Billet invité. Ouvert aux commentaires.
Mettre la honte à nos décideurs, nous dit Paul (Le temps qu’il faut du 16 avril) , et Cédric Chevalier de rebondir en se demandant à quelles conditions de tels effets, honte ou même humiliation pourraient infléchir les décisions des puissants de ce monde.
Nous sentons tous le tiraillement, la tension, la « dialectine » sous la « moraline ». Moraline qui n’est que l’aspect superficiel de la question de la honte, les Grecs anciens et Stiegler nous rappelant le couple plus profond « honte/justice » (aidôs et dikê, Respect et Justice, — littéralement la pudeur et la règle ou la norme –, parag 10 dans ce Protagoras), auquel à mon avis l’appel de Paul Jorion peut être rattaché.
C’est qu’on a deux complexités enchâssées : la langue et la structure sociale.
Imaginons une assemblée houleuse d’une institution ou entreprise XXX, avec 64 lecteurs de Jorion et Stiegler ou Lordon et Généreux face à 8 dirigeants (64 est à 8 ce que 8 est à 1, clin d’œil aux pionniers de la proportion).
A un moment donné, il y aura ceci :
Les 64 : « on peut gérer notre affaire XXX autrement, diront les 64. On ne va pas répartir du tout comme ça, etc. »
Les 8 : « Mais quand il faudra négocier avec les concurrents/l’admin centrale, etc., vous allez vous prendre dans le tapis au premier virage, ils ne seront pas convaincus que votre Cash-flow/concept X/concept Y sera suffisant ». Donc « Gardez nous, chers 64, nous et notre rapport de domination à peine édulcoré pour que vous cessiez cette action bancale »
On voit bien que le langage permettra aux uns de dire que leur vision du paradigme n’est pas celle qui permet de « vivre » (de vivre néo-libéralement en réalité), et que la réticulation de « l’extérieur » (les concurrents/l’admin centrale) est ce qui va faire assez peur pour faire perdurer la domination de classe pré-existante, (un TINA, des cliquets).
Contre ce pessimisme de celui qui craint d’être vaincu au pied des deux complexités enchevêtrées ou enchâssées, Sophie Wahnich nous rappelle qu’un peuple peut « se constituer », et en décrit assez bien les tenants et aboutissants. (Dans le blog, ici dans le billet de Vincent Fagnoul, ou ici directement, encore là).
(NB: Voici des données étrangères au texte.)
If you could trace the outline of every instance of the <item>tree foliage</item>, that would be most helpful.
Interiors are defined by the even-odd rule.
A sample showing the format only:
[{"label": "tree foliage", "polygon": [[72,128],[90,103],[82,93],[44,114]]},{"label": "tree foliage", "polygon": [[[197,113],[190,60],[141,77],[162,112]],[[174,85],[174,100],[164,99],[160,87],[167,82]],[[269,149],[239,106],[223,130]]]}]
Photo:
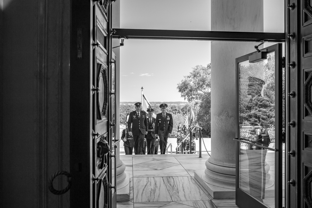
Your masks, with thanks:
[{"label": "tree foliage", "polygon": [[[193,104],[194,114],[198,125],[202,127],[208,136],[211,132],[211,67],[197,65],[181,82],[177,89],[185,99]],[[190,106],[182,108],[183,113],[189,113]],[[186,112],[185,112],[185,109]],[[188,113],[187,113],[188,111]]]}]

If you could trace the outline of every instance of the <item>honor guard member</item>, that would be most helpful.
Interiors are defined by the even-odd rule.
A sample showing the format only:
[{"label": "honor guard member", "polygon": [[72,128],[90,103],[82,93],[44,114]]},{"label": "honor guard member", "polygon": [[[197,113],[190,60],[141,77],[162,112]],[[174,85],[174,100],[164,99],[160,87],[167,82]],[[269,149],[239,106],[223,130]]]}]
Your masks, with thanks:
[{"label": "honor guard member", "polygon": [[168,137],[171,135],[173,126],[172,115],[166,112],[168,107],[166,104],[161,104],[159,107],[161,109],[161,113],[156,116],[155,135],[159,136],[160,154],[163,154],[166,152]]},{"label": "honor guard member", "polygon": [[[146,135],[145,135],[146,136]],[[146,138],[144,138],[144,141],[143,143],[143,147],[142,147],[142,154],[146,154]]]},{"label": "honor guard member", "polygon": [[[245,125],[252,127],[250,137],[253,138],[253,143],[264,146],[260,125],[269,123],[274,119],[274,109],[270,100],[261,95],[265,82],[254,77],[248,77],[247,94],[251,97],[246,105],[245,112],[241,114],[242,119],[246,122]],[[254,141],[255,140],[255,141]],[[251,195],[261,202],[265,198],[266,172],[265,166],[266,149],[256,147],[248,147],[246,150],[248,158],[249,178],[249,192]],[[256,153],[255,153],[255,152]]]},{"label": "honor guard member", "polygon": [[129,132],[127,128],[125,128],[122,130],[121,137],[120,139],[124,141],[124,152],[126,155],[132,154],[132,150],[133,149],[133,137],[129,135]]},{"label": "honor guard member", "polygon": [[146,110],[148,113],[147,120],[149,122],[149,128],[147,134],[145,135],[146,138],[146,146],[147,147],[147,154],[152,155],[154,154],[155,149],[155,123],[156,119],[153,118],[154,109],[149,108]]},{"label": "honor guard member", "polygon": [[129,135],[133,135],[134,154],[142,154],[142,148],[144,137],[147,133],[148,123],[146,114],[141,110],[141,103],[134,104],[135,110],[130,113],[127,122]]},{"label": "honor guard member", "polygon": [[158,147],[159,147],[159,137],[157,137],[155,139],[155,143],[154,145],[155,146],[154,150],[154,154],[157,155],[158,154]]}]

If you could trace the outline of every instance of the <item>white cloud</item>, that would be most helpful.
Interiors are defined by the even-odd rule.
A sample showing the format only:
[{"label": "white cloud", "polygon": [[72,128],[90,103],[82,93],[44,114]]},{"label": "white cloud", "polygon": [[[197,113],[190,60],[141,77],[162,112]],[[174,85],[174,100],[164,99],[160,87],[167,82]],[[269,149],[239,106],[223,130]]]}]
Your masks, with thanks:
[{"label": "white cloud", "polygon": [[139,76],[153,76],[153,74],[141,74]]}]

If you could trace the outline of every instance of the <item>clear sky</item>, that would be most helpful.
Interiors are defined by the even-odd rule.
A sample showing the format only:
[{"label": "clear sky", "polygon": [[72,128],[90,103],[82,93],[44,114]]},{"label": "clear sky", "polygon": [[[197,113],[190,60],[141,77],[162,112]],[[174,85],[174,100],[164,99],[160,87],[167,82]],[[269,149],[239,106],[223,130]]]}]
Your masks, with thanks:
[{"label": "clear sky", "polygon": [[[283,7],[276,9],[280,3],[264,1],[265,31],[284,32],[283,22],[276,23],[283,21]],[[121,0],[120,28],[210,31],[210,0]],[[121,102],[140,100],[142,86],[150,102],[184,101],[178,84],[192,67],[210,62],[210,41],[129,39],[124,44],[119,57]]]}]

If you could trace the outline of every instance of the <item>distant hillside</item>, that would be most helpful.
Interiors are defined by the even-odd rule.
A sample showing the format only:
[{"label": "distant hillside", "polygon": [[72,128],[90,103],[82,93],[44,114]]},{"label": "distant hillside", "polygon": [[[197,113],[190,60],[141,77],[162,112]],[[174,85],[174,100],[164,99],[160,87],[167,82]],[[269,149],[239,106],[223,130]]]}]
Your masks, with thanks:
[{"label": "distant hillside", "polygon": [[[121,105],[134,105],[134,104],[136,103],[137,103],[138,102],[140,102],[141,101],[138,101],[137,102],[120,102],[120,104]],[[152,105],[160,105],[162,103],[165,103],[168,105],[185,105],[187,103],[188,103],[188,102],[166,102],[166,101],[159,101],[159,102],[149,102]]]}]

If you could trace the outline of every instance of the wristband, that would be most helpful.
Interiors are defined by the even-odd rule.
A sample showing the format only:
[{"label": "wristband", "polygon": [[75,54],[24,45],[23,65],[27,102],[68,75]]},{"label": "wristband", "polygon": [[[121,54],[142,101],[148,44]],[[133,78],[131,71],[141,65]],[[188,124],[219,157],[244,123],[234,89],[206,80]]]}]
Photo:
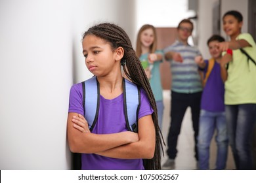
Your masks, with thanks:
[{"label": "wristband", "polygon": [[233,55],[233,52],[232,52],[232,50],[231,49],[228,49],[228,50],[226,50],[226,53],[227,53],[228,54],[231,55],[231,56]]}]

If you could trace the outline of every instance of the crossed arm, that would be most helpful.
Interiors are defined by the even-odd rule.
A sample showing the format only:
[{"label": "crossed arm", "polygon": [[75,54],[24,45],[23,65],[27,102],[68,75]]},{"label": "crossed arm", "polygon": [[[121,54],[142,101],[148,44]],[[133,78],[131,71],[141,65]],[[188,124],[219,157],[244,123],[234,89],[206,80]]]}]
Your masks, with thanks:
[{"label": "crossed arm", "polygon": [[81,114],[70,112],[68,116],[68,140],[73,152],[96,154],[121,158],[152,158],[156,145],[155,129],[151,115],[139,120],[139,133],[123,131],[95,134],[89,131]]}]

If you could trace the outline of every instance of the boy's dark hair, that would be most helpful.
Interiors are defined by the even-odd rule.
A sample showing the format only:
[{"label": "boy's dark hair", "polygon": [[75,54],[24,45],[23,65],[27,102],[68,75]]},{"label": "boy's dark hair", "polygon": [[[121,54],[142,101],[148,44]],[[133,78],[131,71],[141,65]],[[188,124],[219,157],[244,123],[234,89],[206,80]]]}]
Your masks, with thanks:
[{"label": "boy's dark hair", "polygon": [[243,22],[243,16],[242,14],[237,11],[237,10],[230,10],[226,12],[224,15],[223,18],[225,17],[227,15],[232,15],[237,20],[238,20],[238,22]]},{"label": "boy's dark hair", "polygon": [[211,41],[217,41],[219,42],[224,42],[225,41],[225,39],[219,35],[212,35],[207,41],[207,45],[209,45],[209,43]]},{"label": "boy's dark hair", "polygon": [[130,39],[122,28],[110,23],[102,23],[89,28],[83,34],[83,39],[89,35],[93,35],[106,41],[110,44],[113,50],[119,46],[123,48],[124,55],[121,60],[123,71],[130,80],[144,89],[154,110],[152,118],[156,138],[155,154],[152,159],[143,159],[144,167],[145,169],[161,169],[160,147],[163,153],[162,144],[163,140],[158,126],[156,103],[149,80],[139,58],[136,56],[135,51],[133,48]]},{"label": "boy's dark hair", "polygon": [[193,25],[193,23],[191,22],[191,20],[190,19],[183,19],[182,20],[181,20],[180,22],[180,23],[179,23],[179,25],[178,25],[178,29],[180,28],[181,27],[181,24],[183,24],[183,23],[188,23],[188,24],[190,24],[190,25],[192,25],[192,31],[193,31],[193,28],[194,28],[194,25]]}]

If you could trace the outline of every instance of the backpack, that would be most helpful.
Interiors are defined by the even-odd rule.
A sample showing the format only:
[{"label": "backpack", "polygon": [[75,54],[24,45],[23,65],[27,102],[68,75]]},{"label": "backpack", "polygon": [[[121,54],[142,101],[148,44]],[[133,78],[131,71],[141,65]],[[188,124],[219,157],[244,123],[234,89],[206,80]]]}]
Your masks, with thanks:
[{"label": "backpack", "polygon": [[[84,116],[91,131],[98,120],[100,106],[99,83],[96,77],[93,76],[83,82],[82,86]],[[138,114],[140,105],[140,90],[137,85],[123,78],[123,91],[126,126],[129,131],[137,133]]]},{"label": "backpack", "polygon": [[[247,52],[246,52],[245,50],[244,50],[243,48],[240,48],[240,50],[242,54],[245,54],[247,56],[247,61],[248,62],[248,64],[249,64],[249,60],[251,60],[256,66],[256,61],[247,54]],[[226,70],[228,69],[228,63],[226,64]]]},{"label": "backpack", "polygon": [[[99,83],[96,76],[82,82],[84,116],[91,131],[98,120],[100,106]],[[126,126],[133,132],[138,132],[138,114],[140,107],[140,92],[139,87],[123,79],[123,107]],[[127,95],[129,93],[129,95]],[[81,170],[81,154],[73,154],[73,169]]]},{"label": "backpack", "polygon": [[213,70],[215,63],[215,61],[214,58],[211,58],[211,59],[209,59],[209,61],[208,61],[207,70],[206,73],[205,73],[205,76],[203,80],[203,87],[206,84],[206,82],[209,78],[209,76],[210,75],[210,74],[211,73],[211,70]]}]

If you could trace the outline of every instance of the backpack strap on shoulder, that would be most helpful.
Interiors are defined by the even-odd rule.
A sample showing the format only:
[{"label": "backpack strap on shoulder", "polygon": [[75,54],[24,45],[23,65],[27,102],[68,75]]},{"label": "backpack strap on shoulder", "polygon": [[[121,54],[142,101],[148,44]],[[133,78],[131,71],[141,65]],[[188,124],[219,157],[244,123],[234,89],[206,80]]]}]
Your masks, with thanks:
[{"label": "backpack strap on shoulder", "polygon": [[206,82],[209,78],[209,76],[210,75],[211,71],[213,70],[215,62],[215,61],[214,58],[211,58],[211,59],[209,59],[209,61],[208,61],[207,71],[205,73],[205,76],[203,81],[203,86],[205,86],[206,84]]},{"label": "backpack strap on shoulder", "polygon": [[123,78],[123,90],[126,125],[129,131],[138,132],[138,114],[140,106],[140,90],[136,84]]},{"label": "backpack strap on shoulder", "polygon": [[96,76],[82,82],[84,116],[91,131],[98,120],[100,106],[99,84]]}]

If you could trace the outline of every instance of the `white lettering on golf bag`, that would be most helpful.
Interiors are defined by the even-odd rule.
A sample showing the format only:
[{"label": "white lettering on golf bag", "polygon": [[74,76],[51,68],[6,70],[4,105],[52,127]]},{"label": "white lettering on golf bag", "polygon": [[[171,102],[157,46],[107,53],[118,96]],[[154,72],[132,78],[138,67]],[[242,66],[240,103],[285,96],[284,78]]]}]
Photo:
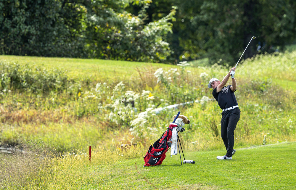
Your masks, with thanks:
[{"label": "white lettering on golf bag", "polygon": [[155,161],[155,163],[157,163],[157,160],[158,160],[159,158],[153,158],[153,160]]},{"label": "white lettering on golf bag", "polygon": [[156,152],[156,156],[159,156],[159,155],[160,155],[160,154],[161,154],[161,152],[162,152],[162,151],[161,151],[160,152]]}]

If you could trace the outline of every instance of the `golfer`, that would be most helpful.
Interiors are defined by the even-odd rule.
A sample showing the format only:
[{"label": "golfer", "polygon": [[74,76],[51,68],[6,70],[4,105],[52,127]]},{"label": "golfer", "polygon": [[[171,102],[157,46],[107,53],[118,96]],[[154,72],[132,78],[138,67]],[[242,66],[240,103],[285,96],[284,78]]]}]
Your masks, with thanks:
[{"label": "golfer", "polygon": [[[222,156],[217,156],[218,160],[231,160],[235,153],[233,149],[234,143],[234,131],[237,122],[239,120],[240,110],[239,108],[234,92],[236,90],[237,82],[234,79],[235,67],[231,68],[226,76],[220,82],[217,78],[210,80],[208,87],[212,88],[213,96],[218,102],[222,110],[221,119],[221,137],[226,148],[226,154]],[[226,86],[229,77],[231,76],[232,85]]]}]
Au fond, au lieu de chercher une définition X ou Y d’un peuple, on pourrait dire tautologiquement que c’est l’ensemble des gens qui peut se constituer, tant au sens étroit de se doter d’une constitution, que dans le sens plus large de se doter d’un retour sur lui-même susceptible de dépasser les complexités enchevêtrées, avec les efforts que souligne Sophie Wahnich.
Pour croire en cette échappatoire par le haut, et espérer qu’elle résolve en le dépassant le blocage langage/domination, il nous faut examiner autour de nous.
Par exemple se demander si Podemos a trouvé des armes dont nous pourrions nous emparer.
Pouvons-nous penser comme Podemos à d’abord faire sentir cette constitution par une petite analyse de tous les jours face au discours dominant, qui se déroule et se concrétise dans des lieux (les « circulos » en Espagne).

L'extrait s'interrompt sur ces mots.